Venezuela. Proteste, barricate e scontri a Caracas
Non si fermano le proteste in Venezuela. Migliaia di dimostranti antigovernativi,
soprattutto giovani, hanno marciato domenica in un quartiere dell’alta borghesia di
Caracas. Dopo questa manifestazione pacifica, centinaia di attivisti hanno eretto
barricate e lanciato pietre contro agenti della Guardia nazionale che hanno risposto
con gas lacrimogeni. Sulla complessa situazione in Venezuela, Amedeo Lomonaco
ha intervistato Roberto Da Rin, giornalista del Sole 24 Ore, esperto di America
Latina:
R. – Il Venezuela
è ancora spaccato in due da chi ha ereditato la linea politica di Chavez – e quindi
Maduro, il nuovo presidente – e chi invece, gli oppositori, cerca di contrastarlo
in ogni modo. Il risultato elettorale ha sancito una vittoria di Maduro alle elezioni
presidenziali dello scorso autunno: una vittoria esigua di Maduro e quindi l’opposizione
si è sentita legittimata, nelle prime settimane, a chiedere il riconteggio e poi a
contestare con manifestazioni quotidiane il risultato elettorale.
D. – Dopo
la morte di Chavez, il presidente Maduro ha impostato il suo agire politico in continuità
con il suo predecessore. Quell’esperienza di Chavez può essere ancora attuale per
il Venezuela, oppure è una pagina superata in modo definitivo?
R. – Non è superata
in modo definitivo fino a che esiste una metà degli elettori del Venezuela che continua
sostanzialmente a supportare quella linea politica, che è una linea politica di sussidi,
in parte, ma anche di programmi sociali che hanno migliorato la vita delle classi
sociali più disagiate, che in Venezuela sono una percentuale rilevante della popolazione.

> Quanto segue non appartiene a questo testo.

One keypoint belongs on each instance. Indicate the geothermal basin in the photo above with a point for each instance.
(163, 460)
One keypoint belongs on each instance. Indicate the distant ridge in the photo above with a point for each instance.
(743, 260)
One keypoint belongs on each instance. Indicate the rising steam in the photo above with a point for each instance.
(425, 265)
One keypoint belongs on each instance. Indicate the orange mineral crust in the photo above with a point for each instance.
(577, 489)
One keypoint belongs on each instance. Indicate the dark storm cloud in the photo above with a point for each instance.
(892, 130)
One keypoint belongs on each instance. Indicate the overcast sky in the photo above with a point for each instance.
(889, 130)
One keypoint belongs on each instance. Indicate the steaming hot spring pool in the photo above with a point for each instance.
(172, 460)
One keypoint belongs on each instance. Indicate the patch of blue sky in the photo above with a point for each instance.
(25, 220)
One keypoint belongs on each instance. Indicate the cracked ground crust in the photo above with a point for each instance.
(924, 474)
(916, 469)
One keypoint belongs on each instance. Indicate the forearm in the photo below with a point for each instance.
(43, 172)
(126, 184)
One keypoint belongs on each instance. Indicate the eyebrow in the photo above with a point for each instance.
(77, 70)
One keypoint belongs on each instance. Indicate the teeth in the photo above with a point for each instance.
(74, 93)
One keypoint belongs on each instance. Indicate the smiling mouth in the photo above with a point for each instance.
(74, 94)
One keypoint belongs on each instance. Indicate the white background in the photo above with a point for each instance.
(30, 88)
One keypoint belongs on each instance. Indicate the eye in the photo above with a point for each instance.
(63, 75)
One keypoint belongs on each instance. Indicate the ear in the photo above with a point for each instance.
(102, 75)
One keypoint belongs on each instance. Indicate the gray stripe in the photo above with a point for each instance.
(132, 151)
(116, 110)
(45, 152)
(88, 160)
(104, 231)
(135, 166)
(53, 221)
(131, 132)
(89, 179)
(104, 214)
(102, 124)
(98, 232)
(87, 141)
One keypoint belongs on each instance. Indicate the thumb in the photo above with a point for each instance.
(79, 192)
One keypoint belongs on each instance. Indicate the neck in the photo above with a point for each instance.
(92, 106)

Quindi, è morto Chavez, ma il "chavismo" rimane.
D. – Quindi, c’è una metà
che ancora sostiene la politica di Chavez, c’è un’altra che invece la contesta: queste
proteste sono destinate a essere contenute dal governo, o possono invece aprire scenari
nuovi?
R. – Tutto può succedere, naturalmente. Ciò che congiura e mina la credibilità
del nuovo presidente Maduro è una situazione economica piuttosto degradata. L’inflazione
è superiore al 50%, la disoccupazione è molto elevata e quindi il Paese versa in condizioni
critiche. C’è una svalutazione progressiva del bolivar, la moneta venezuelana:
al mercato ufficiale, un dollaro vale 6 bolivares, mentre al cambio nero vale
più di 80 bolivares. Quindi, c’è una divaricazione enorme tra la credibilità del governo
e quello che in effetti poi accade sui mercati. I prezzi dei beni importati continuano
a lievitare, la situazione economica è compromessa: questo è un fatto reale che naturalmente
non gioca a favore di una pacificazione del Paese.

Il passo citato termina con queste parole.